You Might be a Redneck Jedi If…..
- You ever heard the phrase, “May the force be with ya’ll.”
- Your Jedi robe is camouflage.
- You have ever used your light saber to open a bottle of Bud Light.
- At least one wing of your X-Wings is primer colored.
- You can easily describe the taste of an Ewok.
- You have ever had a land-speeder up on blocks in your yard.
- The worst part of spending time on Dagobah is the dadgum skeeters.
- Wookies are offended by your B.O.
- You have ever used the Force to get yourself another beer so you didn’t have to wait for a commercial.
- You have ever used the Force in conjunction with fishing/bowling.
- Your father has ever said to you, “Shoot, son come on over to the dark side… it’ll be a hoot.”
- You have ever had your R-2 unit use its self-defense electro-shock thingy to get the barbecue grill to light.
- You have a Confederate flag painted on the hood of your land-speeder.
- You have the doors of your X-wing welded shut and you have to get in through the window.
- Although you had to kill him, you kinda thought that Jabba the Hutt had a pretty good handle on how to treat his women.

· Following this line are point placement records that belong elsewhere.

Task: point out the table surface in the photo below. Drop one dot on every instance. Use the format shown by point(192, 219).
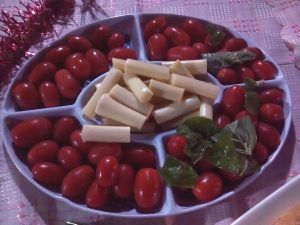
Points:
point(262, 21)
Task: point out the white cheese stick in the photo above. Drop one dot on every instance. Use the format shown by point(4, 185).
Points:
point(141, 91)
point(195, 86)
point(195, 67)
point(128, 99)
point(118, 63)
point(179, 68)
point(111, 79)
point(154, 71)
point(98, 133)
point(110, 108)
point(166, 91)
point(206, 108)
point(176, 109)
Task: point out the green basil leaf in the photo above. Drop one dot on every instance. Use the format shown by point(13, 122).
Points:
point(177, 173)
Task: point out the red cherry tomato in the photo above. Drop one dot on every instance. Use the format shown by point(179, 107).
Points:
point(155, 26)
point(233, 100)
point(44, 151)
point(157, 47)
point(208, 186)
point(124, 185)
point(260, 153)
point(43, 71)
point(227, 76)
point(79, 44)
point(122, 53)
point(177, 37)
point(108, 171)
point(139, 156)
point(77, 142)
point(67, 85)
point(48, 173)
point(26, 96)
point(195, 29)
point(271, 95)
point(62, 129)
point(31, 131)
point(176, 145)
point(182, 53)
point(97, 196)
point(58, 54)
point(99, 150)
point(271, 113)
point(147, 189)
point(267, 135)
point(49, 94)
point(98, 61)
point(264, 70)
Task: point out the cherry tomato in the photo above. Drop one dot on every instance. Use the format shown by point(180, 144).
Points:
point(155, 26)
point(43, 71)
point(264, 70)
point(122, 53)
point(49, 94)
point(108, 171)
point(177, 37)
point(234, 44)
point(98, 61)
point(260, 153)
point(157, 47)
point(195, 29)
point(99, 150)
point(208, 186)
point(77, 181)
point(31, 131)
point(48, 173)
point(44, 151)
point(233, 100)
point(271, 95)
point(124, 185)
point(62, 129)
point(139, 156)
point(222, 120)
point(97, 196)
point(267, 135)
point(176, 145)
point(227, 76)
point(79, 44)
point(67, 85)
point(182, 53)
point(77, 142)
point(26, 96)
point(271, 113)
point(147, 189)
point(69, 158)
point(58, 54)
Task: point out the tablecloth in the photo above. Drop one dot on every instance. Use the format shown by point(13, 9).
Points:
point(262, 21)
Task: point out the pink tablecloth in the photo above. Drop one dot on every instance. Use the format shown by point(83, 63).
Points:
point(21, 203)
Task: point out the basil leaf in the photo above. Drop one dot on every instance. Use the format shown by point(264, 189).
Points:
point(177, 173)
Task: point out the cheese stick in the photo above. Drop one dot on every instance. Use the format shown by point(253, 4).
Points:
point(98, 133)
point(195, 86)
point(176, 109)
point(154, 71)
point(128, 99)
point(166, 91)
point(110, 108)
point(112, 78)
point(195, 67)
point(137, 87)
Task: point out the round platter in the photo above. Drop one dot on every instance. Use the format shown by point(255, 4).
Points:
point(132, 26)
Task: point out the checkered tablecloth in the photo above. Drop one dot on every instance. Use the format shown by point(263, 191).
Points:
point(262, 21)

- You have a cousin who bears a strong resemblance to Chewbacca.
- You suggested that they outfit the Millennium Falcon with a redwood deck.
- You were the only one drinking Jack Daniels during the cantina scene.
- Your business cards read “Billy Bob, Jedi Master”.
- Your Y-wing fighter has a bumper sticker that reads “My other fighter is an X-wing”.
- You know Ewoks squeal like pigs.
- You use your R-2 unit as a beer coaster.
- When your sister wears her metallic bikini, you insist she travels by clinging to you while swinging on a rope.
- Your land-speeder had a light saber rack.
- Your land-speeder has a bumper sticker that reads “Protected by Smith & Wesson Light Sabers”
- If you hear … “Billy Bob, I am your father … AND your uncle!”